Frustration building . . . must keep civil tone . . . another silent fix in widely used control system application passes by our doorway . . .
This site has had a running series of blog entries on vulnerability disclosure including discussions on the dangers of the “silent fix”. A silent fix is when a vendor is aware of the vulnerability, has actually addressed or removed the vulnerability, but has chosen not to make any of their customers aware of the vulnerability or fix.
This is a huge problem in control systems where asset owners rarely implement upgrades, even free upgrades, unless there is no choice or an extremely compelling reason.

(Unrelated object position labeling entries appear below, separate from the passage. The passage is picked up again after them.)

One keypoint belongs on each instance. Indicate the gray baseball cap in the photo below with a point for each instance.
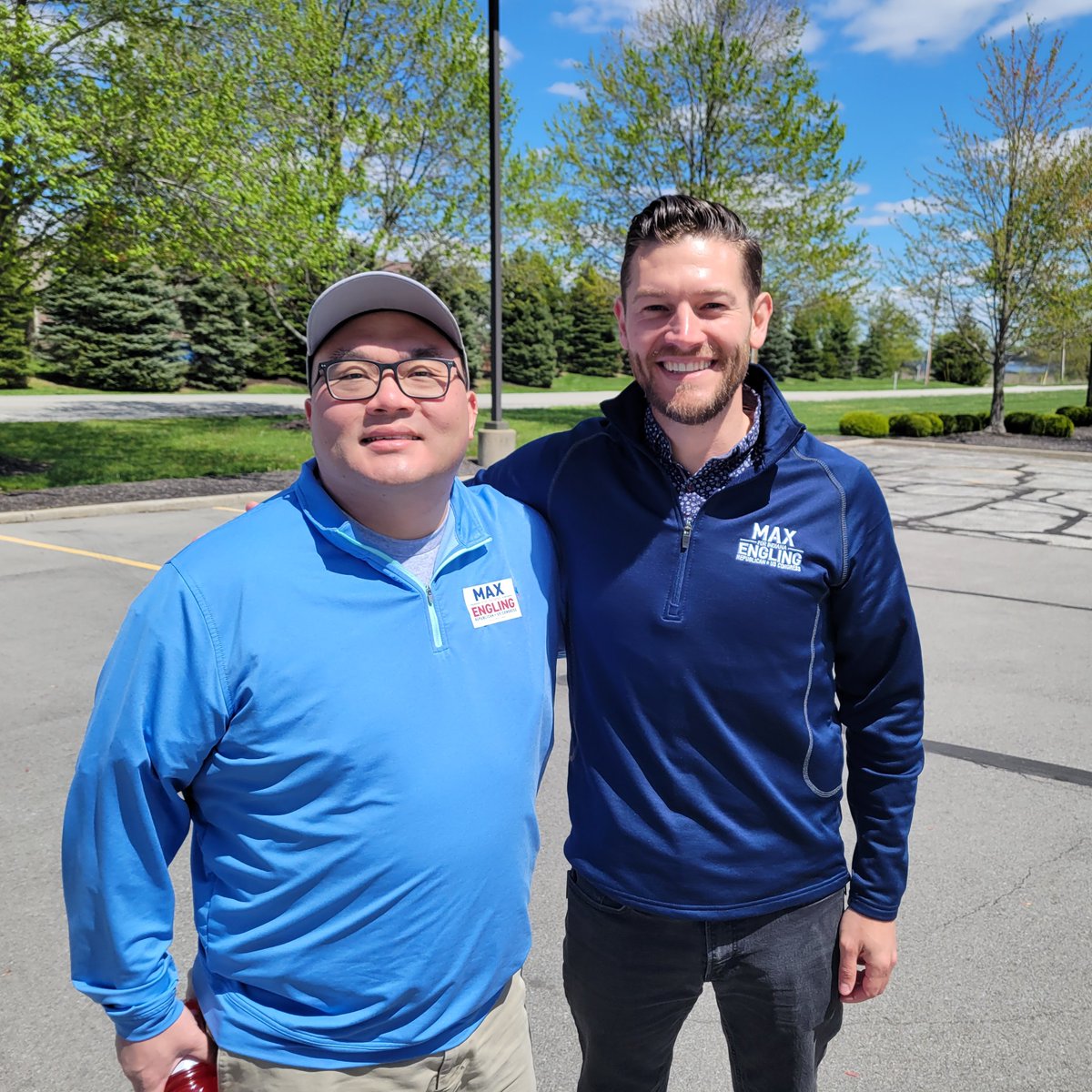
(377, 292)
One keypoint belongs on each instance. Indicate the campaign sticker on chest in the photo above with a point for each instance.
(491, 603)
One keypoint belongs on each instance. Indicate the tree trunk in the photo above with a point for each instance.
(997, 407)
(1087, 397)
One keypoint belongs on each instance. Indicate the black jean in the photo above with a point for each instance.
(632, 978)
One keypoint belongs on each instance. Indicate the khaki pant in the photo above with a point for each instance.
(496, 1058)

By going with the silent fix, the vendor does not provide the asset owner with the information they need to make an informed upgrade decision. The asset owner may say I don’t need those new features and pass on the upgrade, not realizing they have a latent, easily exploited vulnerability.

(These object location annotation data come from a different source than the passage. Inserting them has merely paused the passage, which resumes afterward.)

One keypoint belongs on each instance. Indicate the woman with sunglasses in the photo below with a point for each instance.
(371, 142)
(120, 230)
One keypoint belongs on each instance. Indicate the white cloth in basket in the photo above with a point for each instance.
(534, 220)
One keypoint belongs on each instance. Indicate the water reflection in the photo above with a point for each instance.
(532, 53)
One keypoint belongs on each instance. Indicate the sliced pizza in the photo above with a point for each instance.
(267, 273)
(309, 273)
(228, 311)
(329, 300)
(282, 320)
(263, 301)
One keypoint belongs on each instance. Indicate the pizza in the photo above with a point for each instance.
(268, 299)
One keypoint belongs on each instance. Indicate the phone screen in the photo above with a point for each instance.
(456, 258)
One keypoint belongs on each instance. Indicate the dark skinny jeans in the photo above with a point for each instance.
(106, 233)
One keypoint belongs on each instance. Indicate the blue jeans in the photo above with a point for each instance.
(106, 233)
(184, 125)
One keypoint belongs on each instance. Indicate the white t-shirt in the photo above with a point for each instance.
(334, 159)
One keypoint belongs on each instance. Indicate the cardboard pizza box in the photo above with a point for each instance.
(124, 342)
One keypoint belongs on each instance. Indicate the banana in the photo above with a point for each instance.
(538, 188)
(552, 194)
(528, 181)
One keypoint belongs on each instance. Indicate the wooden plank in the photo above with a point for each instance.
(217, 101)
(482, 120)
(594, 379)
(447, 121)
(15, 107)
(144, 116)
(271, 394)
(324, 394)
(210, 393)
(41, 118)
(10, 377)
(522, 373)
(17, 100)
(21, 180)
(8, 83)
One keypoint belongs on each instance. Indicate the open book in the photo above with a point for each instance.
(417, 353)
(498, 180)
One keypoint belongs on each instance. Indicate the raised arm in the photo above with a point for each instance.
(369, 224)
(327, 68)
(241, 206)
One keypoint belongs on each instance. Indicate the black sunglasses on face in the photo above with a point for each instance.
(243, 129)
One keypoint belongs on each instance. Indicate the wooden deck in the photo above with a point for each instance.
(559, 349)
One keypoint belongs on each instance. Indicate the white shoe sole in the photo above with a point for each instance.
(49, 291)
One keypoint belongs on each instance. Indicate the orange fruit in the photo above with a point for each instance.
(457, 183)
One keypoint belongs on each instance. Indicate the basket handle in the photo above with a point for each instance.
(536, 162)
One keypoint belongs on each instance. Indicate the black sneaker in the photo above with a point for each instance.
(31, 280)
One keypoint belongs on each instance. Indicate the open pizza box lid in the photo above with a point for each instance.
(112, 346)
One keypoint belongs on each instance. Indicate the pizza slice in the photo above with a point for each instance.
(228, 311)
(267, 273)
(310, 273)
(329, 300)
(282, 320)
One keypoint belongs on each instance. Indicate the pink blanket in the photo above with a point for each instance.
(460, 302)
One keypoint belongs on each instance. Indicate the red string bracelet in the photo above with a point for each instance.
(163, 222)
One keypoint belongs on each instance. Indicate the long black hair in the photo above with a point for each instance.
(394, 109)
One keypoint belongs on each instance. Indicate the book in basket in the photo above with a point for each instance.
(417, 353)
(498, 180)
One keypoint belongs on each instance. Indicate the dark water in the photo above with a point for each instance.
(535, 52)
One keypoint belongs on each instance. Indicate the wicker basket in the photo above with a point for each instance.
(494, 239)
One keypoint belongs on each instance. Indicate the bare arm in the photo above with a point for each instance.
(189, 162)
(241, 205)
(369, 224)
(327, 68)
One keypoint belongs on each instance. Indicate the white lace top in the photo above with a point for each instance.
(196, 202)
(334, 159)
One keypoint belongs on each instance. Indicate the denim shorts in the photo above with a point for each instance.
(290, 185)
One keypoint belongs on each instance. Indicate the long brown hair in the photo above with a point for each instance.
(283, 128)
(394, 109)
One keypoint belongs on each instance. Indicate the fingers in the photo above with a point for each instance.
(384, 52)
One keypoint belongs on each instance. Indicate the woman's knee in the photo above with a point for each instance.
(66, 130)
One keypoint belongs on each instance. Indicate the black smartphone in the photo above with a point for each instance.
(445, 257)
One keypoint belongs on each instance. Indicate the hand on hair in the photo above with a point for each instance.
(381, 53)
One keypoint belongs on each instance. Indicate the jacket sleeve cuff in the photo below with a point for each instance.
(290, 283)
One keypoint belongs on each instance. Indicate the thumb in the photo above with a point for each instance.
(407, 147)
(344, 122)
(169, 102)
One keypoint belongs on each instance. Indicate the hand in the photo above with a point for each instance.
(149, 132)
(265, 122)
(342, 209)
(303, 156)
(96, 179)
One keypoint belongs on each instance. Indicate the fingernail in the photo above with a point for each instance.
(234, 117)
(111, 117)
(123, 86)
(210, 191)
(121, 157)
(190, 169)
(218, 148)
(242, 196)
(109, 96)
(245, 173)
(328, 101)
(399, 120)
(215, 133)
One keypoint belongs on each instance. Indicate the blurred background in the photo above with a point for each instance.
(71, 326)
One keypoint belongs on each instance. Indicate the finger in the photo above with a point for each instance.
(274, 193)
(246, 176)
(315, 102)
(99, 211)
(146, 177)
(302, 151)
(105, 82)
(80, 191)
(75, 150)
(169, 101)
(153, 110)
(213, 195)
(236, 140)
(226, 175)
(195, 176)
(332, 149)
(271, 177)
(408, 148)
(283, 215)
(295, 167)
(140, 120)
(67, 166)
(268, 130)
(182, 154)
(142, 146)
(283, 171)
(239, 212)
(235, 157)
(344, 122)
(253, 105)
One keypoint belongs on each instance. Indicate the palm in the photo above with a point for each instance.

I guess an argument can be made for a silent fix if it involves some new and novel attack never seen in the wild. This has not been the case in control system vulnerabilities to date. The vulnerabilities to date have involved rather simple attack methodologies taken from the IT world and applied to control systems. This is just what you would expect an attacker to do.
The silent fix may be due to the stigma of having a vulnerability. We need to get over that. Software has bugs and some of those bugs result in vulnerabilities. Hopefully we can move to a mode where vendors are evaluated on two factors:
1) There integration of security into the development lifecycle. To date this is an area where control system vendors are woefully behind.
2) The vendors response to identified vulnerabilities.